Éloge des jeunes filles qui se tiennent bien.
Voilà un film charmant, intelligent, subtil, raffiné, plein de la grâce extrême de notre merveilleuse civilisation européenne à la fin du 19ème siècle. Mais pour autant un film qui ne me laissera sûrement pas davantage de souvenir que celui de l’arôme fugace et subtil d’une tasse de thé de belle origine ou celui d’une rose d’automne d’Angleterre. C’est d’ailleurs souvent ainsi lorsque la perfection des images, des décors, des costumes, des atmosphères et la qualité solide des acteurs prend le pas sur le fond du sujet. Et puis il ne faut pas méconnaître que la singularité de la civilisation britannique, ses rapports de classe très marqués, très différenciés, son puritanisme éclatant, son goût pour la litote (le fameux understatement anglo-saxon) nous donne presque une sensation d’exotisme…
Ainsi une brève remarque préalable et narquoise : voit-on, dans Chambre avec vue un petit regard sur les classes laborieuses ? Pas le moindre ! Sur les domestiques, alors nombreux et omniprésents ? À peine. Seulement – et il est bien possible que le réalisateur du film, James Ivory ait inclus ainsi une image presque subliminale – ce qui est presque un clin d’œil : à un moment donné, l’héroïne, Lucy Honeychurch (Helena Bonham Carter) et son frère Freddy (Rupert Graves), chahutent et se chamaillent dans un couloir de leur belle maison, sous le regard amusé de Cecil Vyse (Daniel Day-Lewis), le fiancé de Lucy ; arrive du fond du couloir une jeune servante mince et fragile portant sur un plateau je ne sais quelle préparation ; elle ondoie en silence et sans sourire pour ne pas gêner le jeu des maîtres. C’est tout et ça suffit pour montrer un espace peu imaginable sur le Continent.
Donc dans l’Europe policée d’avant l’orage (on est en 1907), deux Anglaises munies de leur indispensable Baedeker, Lucy et Margaret Bartlett (Maggie Smith), sa cousine bréhaigne et pauvre qui lui sert de chaperon, passent quelques jours à Florence, dans une pension de famille et y rencontrent une faune curieuse et disparate, au premier rang de qui les Emerson, le père (Denholm Elliott)et le fils George (Julian Sands) et les vieilles sœurs Alan, Catharine (Fabia Drake) et Teresa (Joan Henley).
Il est difficile pour un réalisateur qui connaît un peu son métier et dispose d’un bon chef opérateur, de rater l’enchantement des promenades toscanes où les touristes britanniques découvrent le charme puissant des pays du Sud. Et leur atmosphère de sensualité qui les baigne et pousse George, libre-penseur comme son père et comme lui disposé à céder aux appels de la nature, à embrasser, lors de’une promenade ensoleillée, Lucy, toute surprise de se rendre compte qu’elle n’attendait que ça.

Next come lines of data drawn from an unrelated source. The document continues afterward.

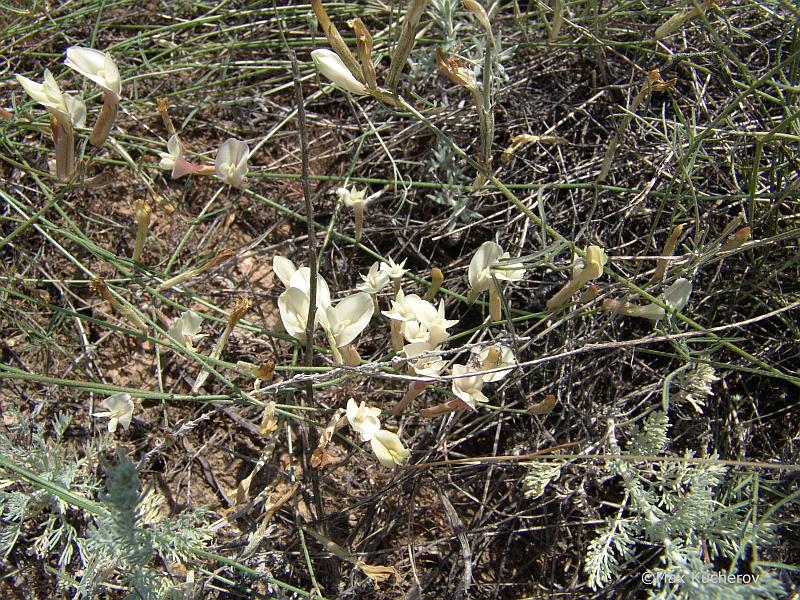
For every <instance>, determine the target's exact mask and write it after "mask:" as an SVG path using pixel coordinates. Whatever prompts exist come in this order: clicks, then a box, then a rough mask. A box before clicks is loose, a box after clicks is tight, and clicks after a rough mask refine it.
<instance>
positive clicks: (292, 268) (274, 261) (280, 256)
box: [272, 256, 331, 308]
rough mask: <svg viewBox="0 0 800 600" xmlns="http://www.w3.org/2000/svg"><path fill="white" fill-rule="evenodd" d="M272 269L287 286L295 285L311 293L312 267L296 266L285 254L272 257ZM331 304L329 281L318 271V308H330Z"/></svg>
mask: <svg viewBox="0 0 800 600" xmlns="http://www.w3.org/2000/svg"><path fill="white" fill-rule="evenodd" d="M272 271H273V272H274V273H275V275H277V276H278V279H280V280H281V282H282V283H283V285H285V286H286V288H287V289H288V288H290V287H295V288H298V289H300V290H301V291H303V292H305V293H306V295H309V292H310V290H311V269H309V268H308V267H300V268H299V269H298V268H297V267H295V266H294V263H293V262H292V261H291V260H289V259H288V258H284V257H283V256H274V257H273V258H272ZM330 305H331V292H330V288H329V287H328V282H327V281H325V279H323V277H322V275H320V274H319V273H317V308H328V307H329V306H330Z"/></svg>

Retour à la campagne anglaise, dans le Surrey, dans une de ces belles propriétés confortables, à pelouses bien tondues, à fauteuils confortables et à cheminées rassurantes. Lucy se fiance à un riche esthète, Cecil (Daniel Day-Lewis) qui n’en est pas plus amoureux que ça, que les femmes au demeurant n’intéressent pas plus que ça (non plus que les hommes d’ailleurs), mais qui s’en parerait volontiers. Patatras : inopinément, le père et le fils Emerson deviennent leurs voisins.
Il n’est évidemment pas très compliqué d’imaginer la suite, plutôt bien amenée par des péripéties qui n’ont rien d’invraisemblable ; en tout cas qui ressemblent assez bien à celles que, cent ans auparavant, développait Jane Austen (Orgueil et préjugés, Raison et sentiments, etc.). C’est que le monde bien élevé n’avait pas changé tant que ça en un siècle et qu’il a fallu le cataclysme de la Grande guerre pour modifier les rapports sociaux et déchiqueter la courtoisie et la bonne éducation.
Et j’y reviens, images admirablement composées, élégance du filmage (avec ses intertitres décoratifs et souvent facétieux), musique parfaitement adaptée (notamment le Puccini de l’opéra Gianni Schicchi), mais, en fin de compte, quelque chose comme un tout petit peu de cet ennui distingué dispensé par un dimanche de pluie en Angleterre.